The twenties and thirties on Orcas Island brought declining agriculture and the island soon began feeling the effects of the struggling economy. The local farms and waters kept most families in the community fed but money soon became tight. In an attempt to alleviate these financial struggles, several local farmers brought the Marshall strawberry to the island. This species of strawberry is renowned for its taste and firmness and was successfully cultivated in Olga, a place where strawberries had not currently been present. There were only three certified growers of Marshall strawberries in both Oregon and Washington when Gle Rodenberger (1888-1973) brought the new fruit to Orcas Island. After beginning his strawberry cultivation with one acre of plants in 1934, Rodenburger grew his farm to 27 acres of plants by 1940.

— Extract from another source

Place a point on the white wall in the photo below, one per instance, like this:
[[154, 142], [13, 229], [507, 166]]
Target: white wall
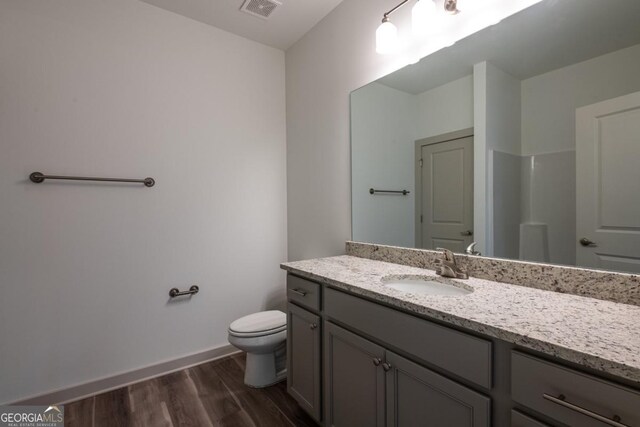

After several years of successful strawberry cultivation, the community began to rely on strawberry operations for employment and for many, their only source of income during the Great Depression. Because business was booming, the Olga Strawberry Barreling Plant was constructed to help support the packaging and shipping of strawberries. The plant workers harvested, hulled, and either barreled or canned to then be shipped off island and across the Pacific Northwest.
Today, the building once known as the Olga Strawberry Barreling Plant is now an art gallery and cafe. Visitors to the gallery can see some of the barreling equipment used in the past.